The last two years have seen a seismic shift in shopping behaviour. In recent years, especially so with the movement of millennials and Gen Z into their prime spending years, there has been a significant growth in e-commerce. Furthermore, the Covid-19 pandemic was the catalyst for an acceleration into this retail channel, and although we are seeing a return of customers in physical stores, the e-commerce channel has reached a new relevance.
The Digitization of the DIY sector
The DIY and home improvement sector has not escaped this digitalisation. Although slower to feel the influence of this than other sectors, for example the fashion sector, DIY and home improvement are also facing a digital future.
The shopping process in do-it-yourself stores has shifted and the importance of online channels has grown. Furthermore, customers are not only purchasing products online, but are also searching for inspiration and assistance in projects in these online channels also.
How DIY retailers can take better advantage of e-commerce
Consumer interest in do-it-yourself projects continues to grow online, and digital marketing has transformed the home improvement and DIY sector. Customers can now be inspired from the comfort of their own homes with the comfort of their own devices. Through social media channels, such as Instagram and Pinterest, customers can be motivated to initiate new DIY projects.
How to digitize DIY shopping?
Additionally, the future of the physical store will also blend with the digital. The question still remains on how to digitalize and improve the DIY shopping experience in the most efficient way possible, and retailers continue to trial new methods to do this. For example, in-store navigation should enable customers to have a targeted shopping experience, as well as allowing them to plan their shopping experience from the comfort of their homes, resulting in a more frictionless shopping experience overall.
The trend of hardware and DIY marketplaces
A growing number of retailers are also moving into building, establishing and promoting their own online marketplaces, which differ from e-commerce as they support multiple sellers, to compete with the likes of Amazon, eBay and other services. Two recent examples of this are Kingfisher in the UK, who set up a marketplace through their B&Q website DIY.com, and Leroy Merlin in Brazil, South Africa and France who also established their own marketplaces in these countries.
Advantages of selling in a marketplace
These “virtual department stores” offer numerous benefits, predominantly opening the retailer and supplier to a new customer base, offering the increased potential of cross-border shipping and selling through a reputable and trusted brand. And how do marketplaces make profit? The most common models are through commission, subscriptions, lead fees or listing fees.
Although predominately viewed as a tactile sector, in which consumers prefer to touch and test their products before buying, the DIY and home improvement industry is clearly facing a digital future.

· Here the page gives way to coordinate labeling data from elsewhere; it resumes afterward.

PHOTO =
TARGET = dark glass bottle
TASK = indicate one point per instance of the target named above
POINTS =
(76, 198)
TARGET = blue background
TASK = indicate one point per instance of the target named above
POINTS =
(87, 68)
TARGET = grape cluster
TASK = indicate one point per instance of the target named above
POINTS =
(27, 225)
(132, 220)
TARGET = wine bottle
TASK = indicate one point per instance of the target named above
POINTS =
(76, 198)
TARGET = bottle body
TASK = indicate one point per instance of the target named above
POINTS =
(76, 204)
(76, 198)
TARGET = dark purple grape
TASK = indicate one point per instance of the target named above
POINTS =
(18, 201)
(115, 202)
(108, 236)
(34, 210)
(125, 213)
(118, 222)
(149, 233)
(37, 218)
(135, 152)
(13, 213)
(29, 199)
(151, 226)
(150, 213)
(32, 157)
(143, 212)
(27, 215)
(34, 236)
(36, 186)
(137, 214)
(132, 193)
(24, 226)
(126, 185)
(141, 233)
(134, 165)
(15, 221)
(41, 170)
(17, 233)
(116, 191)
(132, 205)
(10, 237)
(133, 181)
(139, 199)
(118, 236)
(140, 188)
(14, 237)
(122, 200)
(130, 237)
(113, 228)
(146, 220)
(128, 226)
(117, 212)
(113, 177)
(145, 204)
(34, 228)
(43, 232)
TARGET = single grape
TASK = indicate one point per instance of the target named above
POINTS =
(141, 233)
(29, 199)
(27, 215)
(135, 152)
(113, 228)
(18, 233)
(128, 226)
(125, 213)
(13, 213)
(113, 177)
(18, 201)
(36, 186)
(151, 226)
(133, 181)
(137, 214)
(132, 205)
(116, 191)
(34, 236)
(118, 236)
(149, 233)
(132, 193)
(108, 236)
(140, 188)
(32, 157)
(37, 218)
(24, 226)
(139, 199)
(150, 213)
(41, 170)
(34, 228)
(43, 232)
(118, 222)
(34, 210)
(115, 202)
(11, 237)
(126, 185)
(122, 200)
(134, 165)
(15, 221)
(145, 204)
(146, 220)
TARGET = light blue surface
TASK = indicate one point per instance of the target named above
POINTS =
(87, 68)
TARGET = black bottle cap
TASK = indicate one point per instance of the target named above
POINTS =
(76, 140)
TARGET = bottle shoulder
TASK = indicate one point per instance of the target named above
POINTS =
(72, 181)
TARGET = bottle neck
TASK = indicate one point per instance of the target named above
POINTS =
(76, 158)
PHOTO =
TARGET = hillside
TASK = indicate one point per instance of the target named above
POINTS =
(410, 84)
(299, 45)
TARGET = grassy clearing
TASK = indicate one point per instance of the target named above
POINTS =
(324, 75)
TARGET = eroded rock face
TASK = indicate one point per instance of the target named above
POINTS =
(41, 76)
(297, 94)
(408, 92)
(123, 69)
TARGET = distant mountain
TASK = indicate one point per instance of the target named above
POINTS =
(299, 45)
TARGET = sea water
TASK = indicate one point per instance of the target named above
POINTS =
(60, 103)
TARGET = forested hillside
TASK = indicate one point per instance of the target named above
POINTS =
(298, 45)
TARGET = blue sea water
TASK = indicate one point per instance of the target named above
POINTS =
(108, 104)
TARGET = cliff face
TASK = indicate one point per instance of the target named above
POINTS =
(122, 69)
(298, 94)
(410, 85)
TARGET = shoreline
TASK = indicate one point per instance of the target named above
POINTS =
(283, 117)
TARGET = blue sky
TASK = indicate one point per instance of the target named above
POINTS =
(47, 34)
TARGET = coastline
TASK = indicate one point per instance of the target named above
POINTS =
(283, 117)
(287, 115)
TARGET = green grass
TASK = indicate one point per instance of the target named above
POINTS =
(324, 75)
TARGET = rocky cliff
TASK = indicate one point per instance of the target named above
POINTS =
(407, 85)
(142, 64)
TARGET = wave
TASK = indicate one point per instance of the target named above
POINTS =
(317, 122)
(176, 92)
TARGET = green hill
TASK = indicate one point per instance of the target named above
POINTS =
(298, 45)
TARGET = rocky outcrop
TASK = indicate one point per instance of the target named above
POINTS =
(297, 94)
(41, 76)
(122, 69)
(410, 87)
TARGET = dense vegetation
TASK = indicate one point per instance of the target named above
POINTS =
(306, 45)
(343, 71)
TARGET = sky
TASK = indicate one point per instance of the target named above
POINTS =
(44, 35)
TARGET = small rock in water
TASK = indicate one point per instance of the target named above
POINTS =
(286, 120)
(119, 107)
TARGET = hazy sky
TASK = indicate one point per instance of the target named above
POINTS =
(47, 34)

Consumers are increasingly not only purchasing products online, but also searching for inspiration and assistance in their DIY project needs.
E-commerce in DIY is no longer in its infancy stage, there is still potential for DIY retailers to take better advantage of e-commerce. Many retailers still have a long way to go to reach this market potential, especially so considering this market is continuously expanding. For example, some of the key retailers in the DIY sector still do not have their own apps available on the Play or Apple store, and these kinds of fundamentals will become a necessity in the near future.